Next, we create our learner with the accuracy and loss metric on both training and validation steps
along with the device and the epoch. We also configure the checkpointer using the CompactRecorder
to indicate how weights should be stored. This struct implements the Recorder
trait, which makes
it capable of saving records for persistency.
We then build the learner with the model, the optimizer and the learning rate. Notably, the third argument of the build function should actually be a learning rate scheduler. When provided with a float as in our example, it is automatically transformed into a constant learning rate scheduler. The learning rate is not part of the optimizer config as it is often done in other frameworks, but rather passed as a parameter when executing the optimizer step. This avoids having to mutate the state of the optimizer and is therefore more functional. It makes no difference when using the learner struct, but it will be an essential nuance to grasp if you implement your own training loop.

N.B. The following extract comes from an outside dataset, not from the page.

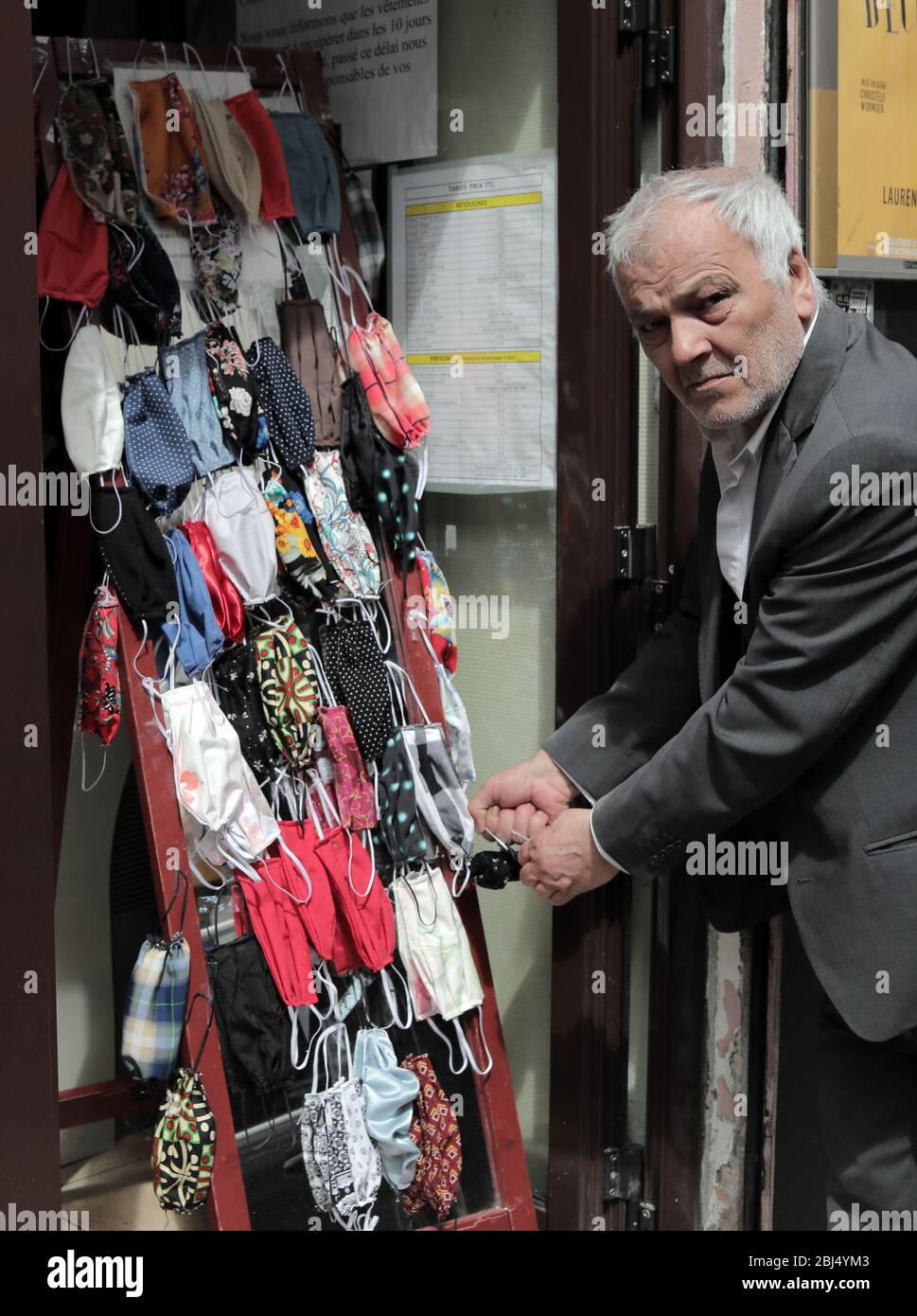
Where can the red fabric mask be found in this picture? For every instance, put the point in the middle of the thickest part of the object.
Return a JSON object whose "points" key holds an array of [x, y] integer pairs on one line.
{"points": [[435, 1132], [276, 924], [73, 249], [370, 917], [226, 600], [100, 685], [276, 202]]}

Once the learner is created, we can simply call fit
and provide the training and validation
dataloaders. For the sake of simplicity in this example, we employ the test set as the validation
set; however, we do not recommend this practice for actual usage.
Finally, the trained model is returned by the fit
method. The trained weights are then saved using
the CompactRecorder
. This recorder employs the MessagePack
format with half precision, f16
for
floats and i16
for integers. Other recorders are available, offering support for various formats,
such as BinCode
and JSON
, with or without compression. Any backend, regardless of precision, can
load recorded data of any kind.